E nós não temos mais que fazer um objeto interativo. Logo agora que minha idéia tinha tomado um rumo totalmente diferente, nada de música como eu queria, mas mais a ver com a proposta...
Meu novo (ex) objeto: uma poltrona suspensa por um mix de fios,
elásticos, tecidos retorcidos e fio encerado, com lâmpadas nas extremidades
que acendem ao toque. Após discutí-la com o Pablo, Cristiano e a Izabela,
me deram a idéia de utilizar a tensão nos fios (que varia de acordo com o modo que sentamos)
para acender as lâmpadas. O Cabral até comentou sobre a meia-parede da maquete —
que na verdade é a falta de material para continuá-la até embaixo: existe uma capela
em um cemitério da Europa (esqueci onde) cujas paredes não chagam até o chão,
de modo que é possível ver os pés de quem está lá dentro. No meu caso, a meia-parede
serviria para trazer a atenção, aconchego e um clima reservado à altura dos olhos...
Experiência é outra coisa, né!
Assisti Barbarella, Tommy e 2001: Uma odisséia no espaço novamente... Pesquisas sobre David Hockney, Takashi Murakami, Sir Peter Blake, Peter Phillips... horas no Retro to go... dias de preocupação... tudo "em vão" (ok, claro que não foi em vão)! Agora a preocupação é o com a famosa intervenção.
Mas, antes de falar dela, vamos ao trabalho pré-notícia-de-que-não-iríamos-mais-fazer-o-objeto: crítica das maquetes.
*
A minha dupla foi o Pablo, cujo "objeto" era uma parede interativa.
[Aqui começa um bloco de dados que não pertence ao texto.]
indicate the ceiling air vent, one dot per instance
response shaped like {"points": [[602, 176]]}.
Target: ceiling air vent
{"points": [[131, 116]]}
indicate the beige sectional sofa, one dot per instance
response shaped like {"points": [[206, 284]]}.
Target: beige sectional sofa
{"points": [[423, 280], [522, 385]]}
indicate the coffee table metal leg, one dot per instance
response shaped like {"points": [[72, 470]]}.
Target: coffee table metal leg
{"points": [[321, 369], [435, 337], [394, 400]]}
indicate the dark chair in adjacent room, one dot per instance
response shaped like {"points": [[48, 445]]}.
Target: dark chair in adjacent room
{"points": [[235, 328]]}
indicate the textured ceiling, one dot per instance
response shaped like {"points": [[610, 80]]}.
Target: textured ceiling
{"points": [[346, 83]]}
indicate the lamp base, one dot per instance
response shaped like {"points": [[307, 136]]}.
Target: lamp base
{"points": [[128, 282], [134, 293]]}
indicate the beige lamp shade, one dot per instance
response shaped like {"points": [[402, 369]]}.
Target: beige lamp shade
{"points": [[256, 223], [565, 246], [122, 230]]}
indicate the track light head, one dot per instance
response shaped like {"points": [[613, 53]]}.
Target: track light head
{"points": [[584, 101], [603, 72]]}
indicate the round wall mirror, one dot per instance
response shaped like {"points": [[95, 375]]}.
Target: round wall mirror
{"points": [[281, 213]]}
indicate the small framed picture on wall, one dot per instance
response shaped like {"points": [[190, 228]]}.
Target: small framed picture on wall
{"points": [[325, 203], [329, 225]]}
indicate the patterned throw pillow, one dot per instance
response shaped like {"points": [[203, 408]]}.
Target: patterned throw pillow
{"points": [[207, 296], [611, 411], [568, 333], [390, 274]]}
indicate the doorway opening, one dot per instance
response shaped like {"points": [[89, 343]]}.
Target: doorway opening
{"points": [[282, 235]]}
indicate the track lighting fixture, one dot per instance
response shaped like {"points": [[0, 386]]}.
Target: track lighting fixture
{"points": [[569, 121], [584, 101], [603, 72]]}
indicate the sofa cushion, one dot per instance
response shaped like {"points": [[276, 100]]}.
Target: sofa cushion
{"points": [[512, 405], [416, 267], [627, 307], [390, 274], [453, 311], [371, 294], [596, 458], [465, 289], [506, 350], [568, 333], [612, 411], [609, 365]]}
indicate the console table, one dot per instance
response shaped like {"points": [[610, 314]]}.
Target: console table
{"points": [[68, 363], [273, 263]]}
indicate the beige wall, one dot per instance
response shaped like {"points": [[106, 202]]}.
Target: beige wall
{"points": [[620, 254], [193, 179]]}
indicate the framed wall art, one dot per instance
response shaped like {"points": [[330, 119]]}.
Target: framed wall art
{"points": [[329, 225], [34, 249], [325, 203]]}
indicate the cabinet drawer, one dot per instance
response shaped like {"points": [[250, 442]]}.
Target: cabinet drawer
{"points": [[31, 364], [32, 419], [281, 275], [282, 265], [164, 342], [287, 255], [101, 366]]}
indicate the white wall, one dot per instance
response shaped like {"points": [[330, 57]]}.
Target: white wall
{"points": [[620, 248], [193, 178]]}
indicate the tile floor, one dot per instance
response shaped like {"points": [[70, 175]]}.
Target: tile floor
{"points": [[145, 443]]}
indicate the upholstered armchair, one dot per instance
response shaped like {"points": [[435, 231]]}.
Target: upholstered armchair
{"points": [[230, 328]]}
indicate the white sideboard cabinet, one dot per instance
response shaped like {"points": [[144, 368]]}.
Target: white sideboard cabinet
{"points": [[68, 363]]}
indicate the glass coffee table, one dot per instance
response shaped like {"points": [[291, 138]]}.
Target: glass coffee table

A parede funcionava da seguinte maneira:
- Quando alguém passasse em frente a ela, surgiria na parede (iluminada por uma fonte de luz) a sombra da pessoa, de modo que sensores de luminosidade "projetariam" essa sombra na parte oposta da parede (que dava para outro cômodo).
- A parede também funcionaria como uma espécie de quadro que, através de sensores de toque, também projetaria no outro cômodo o que fosse escrito/desenhado/rabiscado do outro lado.